Now that the Supreme Court of New Jersey has heard Lambda’s case seeking marriage rights for same-sex couples, Garden State Equality has opened an office in Trenton across from the State House, its second in the state. Steven Goldstein, chair of the group, said the expansion reflects its “skyrocketing growth.” He added that if the marriage case is won, “it is crucial that our community have a war room from which we can instantly triage activists to educate public officials just a few moments away.”
A poll commissioned by the group found in February that 56 percent of New Jersey residents support marriage equality with 39 percent opposed. In addition, 67 percent said they would oppose a constitutional ban on same-sex marriage.
To protest the Legislature’s passage of a proposed constitutional amendment banning same-sex marriage, gay and lesbian activists affixed “Heterosexuals Only” stickers to bus benches and water fountains, KBCI reported, in an attempt to recall the American apartheid days of “Whites Only” facilities. The group acted on March 6, the 41st anniversary of the Selma to Montgomery march for civil rights in Alabama.
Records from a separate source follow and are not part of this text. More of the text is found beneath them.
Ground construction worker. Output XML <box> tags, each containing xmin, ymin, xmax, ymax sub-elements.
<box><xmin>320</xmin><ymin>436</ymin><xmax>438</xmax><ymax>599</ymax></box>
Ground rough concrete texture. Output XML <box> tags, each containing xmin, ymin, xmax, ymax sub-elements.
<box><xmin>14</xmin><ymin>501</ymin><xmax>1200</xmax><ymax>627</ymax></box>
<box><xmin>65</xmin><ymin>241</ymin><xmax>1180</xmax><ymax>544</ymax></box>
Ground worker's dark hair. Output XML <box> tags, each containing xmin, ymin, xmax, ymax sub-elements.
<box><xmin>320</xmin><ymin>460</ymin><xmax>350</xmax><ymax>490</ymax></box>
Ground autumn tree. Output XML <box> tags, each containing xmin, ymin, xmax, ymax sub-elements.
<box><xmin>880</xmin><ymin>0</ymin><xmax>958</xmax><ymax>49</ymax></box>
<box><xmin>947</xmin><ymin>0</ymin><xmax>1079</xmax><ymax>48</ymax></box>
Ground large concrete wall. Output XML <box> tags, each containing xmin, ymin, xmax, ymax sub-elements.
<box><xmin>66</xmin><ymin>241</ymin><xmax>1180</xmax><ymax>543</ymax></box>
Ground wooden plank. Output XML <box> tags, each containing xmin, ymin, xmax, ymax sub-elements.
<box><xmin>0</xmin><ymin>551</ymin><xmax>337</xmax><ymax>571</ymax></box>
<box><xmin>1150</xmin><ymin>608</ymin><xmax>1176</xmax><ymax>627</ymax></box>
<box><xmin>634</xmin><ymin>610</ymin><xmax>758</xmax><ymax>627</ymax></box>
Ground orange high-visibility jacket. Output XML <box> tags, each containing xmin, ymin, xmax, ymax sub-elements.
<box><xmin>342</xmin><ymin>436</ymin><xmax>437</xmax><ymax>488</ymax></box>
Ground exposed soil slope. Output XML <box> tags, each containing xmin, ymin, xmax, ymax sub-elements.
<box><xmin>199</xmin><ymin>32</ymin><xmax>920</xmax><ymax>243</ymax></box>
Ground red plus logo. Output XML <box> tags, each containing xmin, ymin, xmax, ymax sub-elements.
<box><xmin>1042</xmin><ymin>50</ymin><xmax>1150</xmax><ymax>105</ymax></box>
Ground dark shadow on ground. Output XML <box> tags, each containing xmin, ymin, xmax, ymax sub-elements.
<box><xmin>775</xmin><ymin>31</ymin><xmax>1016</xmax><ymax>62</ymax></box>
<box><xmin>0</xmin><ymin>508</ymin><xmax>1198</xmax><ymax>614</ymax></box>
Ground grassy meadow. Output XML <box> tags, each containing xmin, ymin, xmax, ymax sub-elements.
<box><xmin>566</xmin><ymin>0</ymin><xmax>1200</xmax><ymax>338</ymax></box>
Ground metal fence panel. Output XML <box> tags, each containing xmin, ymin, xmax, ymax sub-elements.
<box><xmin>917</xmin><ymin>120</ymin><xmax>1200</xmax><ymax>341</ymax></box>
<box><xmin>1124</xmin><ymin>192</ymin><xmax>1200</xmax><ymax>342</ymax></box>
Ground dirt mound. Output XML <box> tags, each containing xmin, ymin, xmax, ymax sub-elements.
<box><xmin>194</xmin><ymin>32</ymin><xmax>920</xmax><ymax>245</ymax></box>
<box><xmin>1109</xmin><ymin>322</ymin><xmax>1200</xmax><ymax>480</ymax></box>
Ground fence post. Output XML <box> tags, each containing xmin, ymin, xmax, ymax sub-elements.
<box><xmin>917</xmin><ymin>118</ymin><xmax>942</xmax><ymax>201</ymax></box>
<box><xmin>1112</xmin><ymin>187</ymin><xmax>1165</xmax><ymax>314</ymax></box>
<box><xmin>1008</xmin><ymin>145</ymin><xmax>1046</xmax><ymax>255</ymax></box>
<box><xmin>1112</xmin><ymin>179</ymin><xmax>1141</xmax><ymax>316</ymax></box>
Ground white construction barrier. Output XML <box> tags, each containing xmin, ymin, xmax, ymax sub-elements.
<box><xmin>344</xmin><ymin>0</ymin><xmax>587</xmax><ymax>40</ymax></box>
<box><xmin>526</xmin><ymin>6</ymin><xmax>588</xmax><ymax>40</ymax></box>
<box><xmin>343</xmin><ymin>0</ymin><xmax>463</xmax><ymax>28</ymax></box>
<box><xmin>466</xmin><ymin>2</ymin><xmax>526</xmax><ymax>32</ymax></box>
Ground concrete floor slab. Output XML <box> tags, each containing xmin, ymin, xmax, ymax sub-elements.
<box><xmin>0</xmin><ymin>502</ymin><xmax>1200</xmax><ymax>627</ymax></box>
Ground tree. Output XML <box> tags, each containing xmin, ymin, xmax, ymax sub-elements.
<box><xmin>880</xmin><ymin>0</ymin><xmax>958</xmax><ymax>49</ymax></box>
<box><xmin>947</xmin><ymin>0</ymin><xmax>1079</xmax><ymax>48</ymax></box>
The races for statewide office are heating up in New York. Lambda Independent Democrats has invited the candidates for their party’s nod for governor to a forum on Tuesday, March 21 at 7 p.m. at the Old First Reformed Church at 136 Seventh Avenue at Carroll Street in Park Slope. Attorney General Eliot Spitzer has confirmed. His opponent, Nassau County Executive Tom Suozzi, has been invited.
Greater Voices, the coalition of most of the LGBT Democratic clubs in town as well as the Out People of Color Political Action Club, will sponsor a forum for all the candidates for the Democratic nomination for state attorney general on Tuesday, March 28 at 6 p.m. at the LGBT Community Center. The candidates are Assemblyman Richard Brodsky, Andrew Cuomo, the federal housing secretary in the Clinton administration, Mark Green, the former city public advocate, Charlie King, a non-profit housing executive, Sean Patrick Maloney, a former top Clinton White House aide, and Denise O’Donnell, the former U.S. prosecutor in Buffalo.
The longtime editor of the Advocate, Judy Wieder, is stepping down from her post as executive vice-president and editorial director of LPI Media, publishers of Out magazine and the Advocate. She joined the group in 1993. She will not be replaced.